Таким образом, бактериофаг согласно изобретению может, в частности, представлять собой модифицированный М13 бактериофаг, обозначенный как В8, депонированный в NCIMB под вступительным номером NCIMB 40779, или его производное, которое сохраняет способность связываться с Helicobacter pylori и инфицировать ее.

Фаги с желаемыми свойствами могут быть получены, например, одним из следующих способов:
(а) Скрининг встречающихся в природе фагов или фаговых библиотек, содержащих фаги, экспрессирующие множество вариабельных фрагментов антител. Фаговые библиотеки могут быть получены, например, из иммунных клеток от большого числа индивидуумов. Из-за огромной генетической вариабельности такие большие фаговые библиотеки, очевидно, содержат желаемые специфические фаги, нацеленные на бактерии, действию которых предварительно подвергались индивидуумы.

(б) Осуществление мутаций существующих фагов. Мутации происходят во всех живущих организмах, включая фаги. Частота мутаций может быть увеличена, например, химическим путем или посредством облучения коротковолновым электромагнитным излучением.

(в) Направленная генетическая модификация одной или более чем одной аминокислоты или другие модификации, например, углеводных или липидных компонентов области связывания фага для усиления желаемых свойств природного или рекомбинантного фага. Пример такого подхода описан далее в экспериментальном разделе. Бактериофаг согласно изобретению, таким образом, может быть получен способом, при котором (а) выделяют антитело против бактериальной клетки; (б) выделяют ДНК, кодирующую вариабельную область тяжелой и легкой цепей указанного антитела: и (в) вводят указанную ДНК в фаговую ДНК таким образом, что указанные области антитела будут экспрессироваться на поверхности фага.

Согласно другому аспекту в изобретении предложена фармацевтическая композиция, содержащая бактериофаг согласно изобретению в смеси с фармацевтически приемлемым носителем или эксципиентом.
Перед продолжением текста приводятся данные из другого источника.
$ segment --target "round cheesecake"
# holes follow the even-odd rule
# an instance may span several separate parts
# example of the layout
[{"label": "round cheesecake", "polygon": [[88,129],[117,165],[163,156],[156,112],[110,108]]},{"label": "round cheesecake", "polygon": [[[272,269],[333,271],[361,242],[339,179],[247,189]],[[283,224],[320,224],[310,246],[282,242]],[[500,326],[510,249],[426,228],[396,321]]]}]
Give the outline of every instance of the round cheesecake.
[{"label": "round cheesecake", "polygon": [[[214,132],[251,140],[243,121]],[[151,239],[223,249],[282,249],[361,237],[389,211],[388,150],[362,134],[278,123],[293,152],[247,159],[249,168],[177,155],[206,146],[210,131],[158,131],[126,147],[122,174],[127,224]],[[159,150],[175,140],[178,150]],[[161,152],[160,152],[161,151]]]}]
Примеры пригодных средств введения фагов согласно изобретению включают в себя:
- спрей для назального и легочного применения:
- предварительная обработка омепразолом, а затем - фагами, суспендированными в бикарбонатных буферах, для лечения слизистой оболочки желудочно-кишечного тракта;
- смеси слизисто-адгезивных гелей (например гелей на основе целлюлозы, поликарбофила, полоксамера и так далее) для слизистой оболочки желудка и вагинальной слизистой оболочки;
- бикарбонатные буферы для использования в мочевом пузыре.

Количество фагов, подлежащее введению, может быть определено специалистом. В зависимости от типа инфекции количество фагов, подлежащих введению, может лежать в интервале от 10⁴ до 10¹⁰.

Согласно еще одному аспекту в изобретении предложен способ лечения бактериальной инфекции у млекопитающего, при котором вводят бактериофаг или фармацевтическую композицию согласно изобретению. Указанные бактериальные инфекции могут представлять собой, в частности, бактериальные инфекции слизистых оболочек, такие как Helicobacter pylori инфекции. В изобретение включено также использование бактериофага согласно изобретению в изготовлении лекарственного средства для лечения или профилактики бактериальной инфекции слизистых оболочек, в частности инфекций Helicobacter pylori.

Дополнительными аспектами изобретения являются гибридома, выбранная из 5F8 (ЕСАСС 95121524), 2Н6 (ЕСАСС 95121526) и 5D8 (ЕСАСС 95121527), а также моноклональное антитело, выбранное из моноклональных антител, продуцируемых указанными гибридомами. Гибридомная технология, в которой продуцирующие антитело В-клетки от иммунизированных животных сливают с клетками миеломы и выбирают полученные в результате гибридомные клеточные линии, продуцирующие желаемое антитело, хорошо известны из уровня техники.

ПРИМЕРЫ
ПРИМЕР 1: Получение моноклональных антител против Н. Pylori
1.1 Препарат антигена
Штаммы Н. pylori 17874, 25, 66, 253 и 1139 (получены из Astra Hassle, Sweden) культивируют на колумбийском агаре, обогащенном 8,5% лошадиной крови, 10% лошадиной сыворотки, 1% изовиталекса, в микроаэрофильных условиях 1 в установке Anaerocult С при +37^oС.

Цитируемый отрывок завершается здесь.